Rick Perry was one of the four Republican presidential candidates to speak Friday morning at the National Right to Life convention, a conference put on each year by the anti-abortion group. In the lead up to his comments, Perry focused on what he said was the havoc wreaked by the Affordable Care Act.
As a point of contrast to the 16.4 million people who are newly insured as a result of the healthcare law, Perry pointed to his own state as a model for what he'd like to see happen nationally.
"I'm really proud of what we did in the state of Texas," he said.
Later into the speech, he continued:
Access to healthcare is the real issue. I don't think it's right for us, I don't think it's the appropriate thing for us to judge success by how many people can we force to buy insurance. I think it's important how many people have access to really good quality healthcare. That's what we aught to be working on.
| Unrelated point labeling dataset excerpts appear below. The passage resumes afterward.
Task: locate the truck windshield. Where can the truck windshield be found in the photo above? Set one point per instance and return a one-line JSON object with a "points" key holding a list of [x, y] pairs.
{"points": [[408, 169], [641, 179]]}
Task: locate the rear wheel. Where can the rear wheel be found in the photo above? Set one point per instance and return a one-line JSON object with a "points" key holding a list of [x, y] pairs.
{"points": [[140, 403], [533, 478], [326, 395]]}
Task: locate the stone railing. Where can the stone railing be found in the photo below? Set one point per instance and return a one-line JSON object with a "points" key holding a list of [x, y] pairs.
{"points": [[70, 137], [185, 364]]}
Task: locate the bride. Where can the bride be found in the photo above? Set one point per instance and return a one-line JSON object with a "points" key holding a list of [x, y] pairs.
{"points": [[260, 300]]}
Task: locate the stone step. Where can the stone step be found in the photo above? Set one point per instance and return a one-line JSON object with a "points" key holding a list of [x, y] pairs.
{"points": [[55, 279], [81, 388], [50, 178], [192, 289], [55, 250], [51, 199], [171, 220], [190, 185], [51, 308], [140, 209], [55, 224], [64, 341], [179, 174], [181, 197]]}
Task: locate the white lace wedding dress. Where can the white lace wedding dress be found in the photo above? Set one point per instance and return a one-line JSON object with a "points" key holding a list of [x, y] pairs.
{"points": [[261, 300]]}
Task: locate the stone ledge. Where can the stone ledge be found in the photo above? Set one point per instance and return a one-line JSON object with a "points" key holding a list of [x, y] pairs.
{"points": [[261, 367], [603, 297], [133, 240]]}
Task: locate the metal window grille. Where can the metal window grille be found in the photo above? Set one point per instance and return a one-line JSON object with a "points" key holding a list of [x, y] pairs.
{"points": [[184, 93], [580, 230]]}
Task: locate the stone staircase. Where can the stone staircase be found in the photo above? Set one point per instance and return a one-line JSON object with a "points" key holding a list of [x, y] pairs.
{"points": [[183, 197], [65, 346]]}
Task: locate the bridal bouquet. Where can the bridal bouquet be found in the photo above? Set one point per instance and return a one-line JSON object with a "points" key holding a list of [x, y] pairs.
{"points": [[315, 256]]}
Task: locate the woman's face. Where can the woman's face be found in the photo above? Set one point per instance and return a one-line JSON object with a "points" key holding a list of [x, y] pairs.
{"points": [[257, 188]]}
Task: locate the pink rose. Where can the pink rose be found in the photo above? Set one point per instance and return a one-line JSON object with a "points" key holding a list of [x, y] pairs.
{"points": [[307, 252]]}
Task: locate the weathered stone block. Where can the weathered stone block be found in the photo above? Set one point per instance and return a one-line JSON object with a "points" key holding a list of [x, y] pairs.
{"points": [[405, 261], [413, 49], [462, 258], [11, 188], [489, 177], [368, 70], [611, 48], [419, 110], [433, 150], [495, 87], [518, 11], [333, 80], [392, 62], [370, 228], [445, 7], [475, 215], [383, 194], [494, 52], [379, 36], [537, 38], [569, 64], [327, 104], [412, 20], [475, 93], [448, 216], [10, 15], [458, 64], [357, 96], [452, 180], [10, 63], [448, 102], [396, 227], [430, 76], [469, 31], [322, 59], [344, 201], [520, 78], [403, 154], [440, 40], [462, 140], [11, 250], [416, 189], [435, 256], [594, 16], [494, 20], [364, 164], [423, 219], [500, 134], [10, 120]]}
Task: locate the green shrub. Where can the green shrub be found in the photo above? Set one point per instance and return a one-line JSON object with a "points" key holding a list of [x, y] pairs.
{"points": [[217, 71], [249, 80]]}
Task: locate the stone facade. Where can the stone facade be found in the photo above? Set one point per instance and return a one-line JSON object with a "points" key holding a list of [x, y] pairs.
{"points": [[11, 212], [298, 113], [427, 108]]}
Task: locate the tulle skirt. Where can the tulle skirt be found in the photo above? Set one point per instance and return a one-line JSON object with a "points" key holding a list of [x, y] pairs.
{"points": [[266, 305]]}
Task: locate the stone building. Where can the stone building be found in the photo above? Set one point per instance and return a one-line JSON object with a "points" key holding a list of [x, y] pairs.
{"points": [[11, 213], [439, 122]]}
This is where he jumped into women's healthcare specifically, explaining that the Texas model focused on providing access to "the least among us." His choice to focus on low-income women's access to healthcare was…interesting.
One of the signature policies under Perry's tenure as governor was HB2, the omnibus abortion bill that—until a Supreme Court order issued earlier this month temporarily blocked its total enforcement—threatened to shutter all but a handful of clinics in the state. (It was a victory of sorts, though it's probably better to call it the maintenance of a profoundly shitty status quo.)
HB2 is very much a bill designed to restrict access to abortion—through forced waiting periods, expensive clinic renovations, business contracts between clinics and hospitals—so it's no great surprise that access in the state is now severely restricted.
According to an analysis from the Texas Policy Evaluation Project, HB2 has forced hundreds of thousands of women to travel long distances to access basic care (emphasis added):
The number of women of reproductive age in Texas living more than 50 miles from a clinic providing abortion in Texas increased from 816,000 in May 2013 to 1,680,000 by April 2014. When the ASC requirement goes into effect this will increase to 1,960,000.
The number of women of reproductive age in Texas living more than 100 miles from a clinic providing abortion in Texas increased from 417,000 in May 2013 to 1,020,000 by April 2014. When the ASC requirement goes into effect this will increase to 1,335,000.
The number of women of reproductive age in Texas living more than 200 miles from a clinic providing abortion in Texas increased from 10,000 in May 2013 to 290,000 by April 2014. When the ASC requirement goes into effect this will increase to 752,000.
But let's assume that access to abortion isn't part of Perry's calculation about how great women's healthcare was in Texas while he was governor. (I mean he is, after all, at a national anti-abortion convention talking about his bonafides as a pro-life governor. This isn't a stretch of the imagination.) But other kinds of reproductive healthcare also tanked under Perry.
Data released by the Department of State Health Services (DSHS) in 2013 (two years after the Texas legislature cut state family planning funds by two-thirds) found that doctors involved in the program saw 77 percent fewer family planning patients. And for each clients they did see, costs were 17 percent higher.
Andrea Grimes, a senior political reporter at a reproductive health-focused site called RH Reality Check, reported on this back in 2013:
In 2010, providers in the state’s fully funded family planning program saw nearly 212,000 patients. In 2013, the providers that managed to stay afloat after the funding cuts saw a little over 47,000 patients. […]
At a DSHS council meeting Wednesday in Austin, commissioner Dr. David Lakey told council members that the decline in clients served was a direct result of the 2011 funding cuts.
“There’s been significant changes in the way that we’re addressing some of these issues following the last two legislative sessions,” said Lakey.
But the legislature tried a little bit of self-correction in 2013, restoring some funds to fill in the gaps created by previous cuts. But access remains limited.
According to another report from the Texas Policy Evaluation Project, his one released in 2015, women in the state—particularly low-income women and women of color—are still struggling to access basic services. According to that report, 55 percent of women "reported at least one barrier to accessing reproductive health care services, including cervical cancer screening or family planning services."
Those included cost-barriers, time, and logistical barriers—getting the time off work to make an appointment, for example—and finding a provider they trusted. Low-income and Spanish-speaking women reported the most barriers to accessing contraception.
The gaps in coverage for women extend far beyond contraception—the state's rejection of the Medicaid expansion under the new healthcare law has had real costs—but the stats on reproductive healthcare are a convenient blind spot for Perry. And while the state's uninsured rate has dropped in recent years, it still tops the national list.
But if Perry's mission was to close off low-income women from abortion, cancer screenings, pap smears and other basic health services, then he succeeded beyond his wildest imagination. Maybe that's what he means when he says he's proud.
Perry's team did not respond to Fusion's request for comment.